27 Mich. 517 | Mich. | 1873
To a suit on a promissory note, defendant pleaded in abatement the pendency of a foreclosure suit upon a mortgage given to secure the note, and this plea was sustained. Error is brought upon that holding.
The statute regulating proceedings in chancery provides that after a bill of foreclosure is filed, while it is pending, and after decree, “no proceedings whatever shall be had at law for the recovery of the debt secured by the'mortgage, or any part thereof, unless authorized by the court."— Comp. L., § 5149.
The prohibition being subject to the dispensation of the court of chancery, and not to that of the court in which the action at law is begun, which may be in a different jurisdiction, the question at once arises whether the pendency of the foreclosure calls for interference in equity, or is to be shown at law. To determine this we must look at the analogies in like cases.

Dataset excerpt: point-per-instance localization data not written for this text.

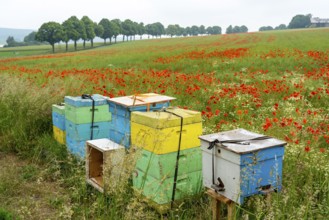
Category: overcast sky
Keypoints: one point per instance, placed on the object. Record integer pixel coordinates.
(31, 14)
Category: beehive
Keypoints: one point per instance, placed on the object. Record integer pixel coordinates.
(58, 116)
(78, 101)
(247, 163)
(59, 135)
(163, 165)
(104, 163)
(76, 147)
(83, 115)
(121, 108)
(83, 122)
(158, 132)
(82, 132)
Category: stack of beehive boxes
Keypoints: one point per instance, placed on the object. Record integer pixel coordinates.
(79, 121)
(58, 117)
(158, 134)
(246, 163)
(121, 108)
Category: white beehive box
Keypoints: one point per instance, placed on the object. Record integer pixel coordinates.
(250, 165)
(104, 160)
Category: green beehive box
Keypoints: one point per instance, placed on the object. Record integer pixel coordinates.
(162, 166)
(160, 191)
(59, 108)
(82, 115)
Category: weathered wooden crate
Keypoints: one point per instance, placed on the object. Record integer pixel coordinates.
(104, 161)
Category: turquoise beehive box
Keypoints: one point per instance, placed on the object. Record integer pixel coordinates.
(58, 116)
(121, 108)
(86, 118)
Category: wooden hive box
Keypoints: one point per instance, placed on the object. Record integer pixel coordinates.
(121, 108)
(104, 160)
(159, 132)
(247, 163)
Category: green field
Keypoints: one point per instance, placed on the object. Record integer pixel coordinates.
(275, 83)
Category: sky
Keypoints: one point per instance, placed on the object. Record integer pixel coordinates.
(31, 14)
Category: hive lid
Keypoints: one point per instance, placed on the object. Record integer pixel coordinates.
(141, 99)
(246, 141)
(78, 101)
(166, 119)
(59, 108)
(104, 144)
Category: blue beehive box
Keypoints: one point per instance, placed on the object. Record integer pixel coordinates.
(243, 163)
(82, 132)
(78, 101)
(58, 116)
(121, 108)
(76, 147)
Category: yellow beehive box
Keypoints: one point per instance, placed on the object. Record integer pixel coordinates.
(159, 132)
(59, 135)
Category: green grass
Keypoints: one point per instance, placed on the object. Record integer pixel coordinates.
(278, 87)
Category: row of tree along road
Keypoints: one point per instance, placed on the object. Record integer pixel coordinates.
(75, 29)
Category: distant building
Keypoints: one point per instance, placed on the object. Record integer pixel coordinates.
(320, 22)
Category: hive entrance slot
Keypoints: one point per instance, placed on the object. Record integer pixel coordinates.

It has always been the practice in equity, in all but mortgage foreclosures (unless there may be some other special exception not usually noticed), to require a party who sues at law on the same' cause of action, to elect, after answer, whether he will prosecute at law or in chancery. The court has also used some discretion on the subject, and has, in proper cases, allowed a double procedure under conditions. The reason w'hy mortgage foreclosures were not governed by this practice was that the foreclosure did not include either a possessory remedy or a personal judgment for the debt, which must therefore be sought by ejectment and personal action. And as both of those remedies might be essential to justice, and neither interfered with the other proceedings, they were all allowed to go on at once.
Our foreclosure proceedings provide for both possession and a personal judgment or decree. The change in practice had the effect to put mortgage cases on the same footing with other equitable causes, and to leave them subject to the same occasion for an election of remedies. The effect of this statute is to put all on the same footing. There is no more reason, therefore, for allowing a plea in abatement in foreclosure cases than in any others, and it would be anomalous to , draw a distinction without some reason, unless the statute requires it.
It is not necessary to allow a plea at law in order to prevent injustice or inconvenience. As leave has to be obtained in chancery at any rate, before an action at law can be begun, it is more convenient to leave the whole matter to be regulated in the foreclosure suit by proper orders and restraints than to have it elsewhere. And we conceive the statute was not designed to introduce a new practice in the law courts, and allow a plea in abatement as to only one class of equity proceedings, when it does not authorize it in any others. The provision is found in the statute relating to foreclosures, and the natural inference is that it was merely designed to modify the old equity practice, and not to change the practice at law.
The judgment must be reversed, with costs, and the cause remanded.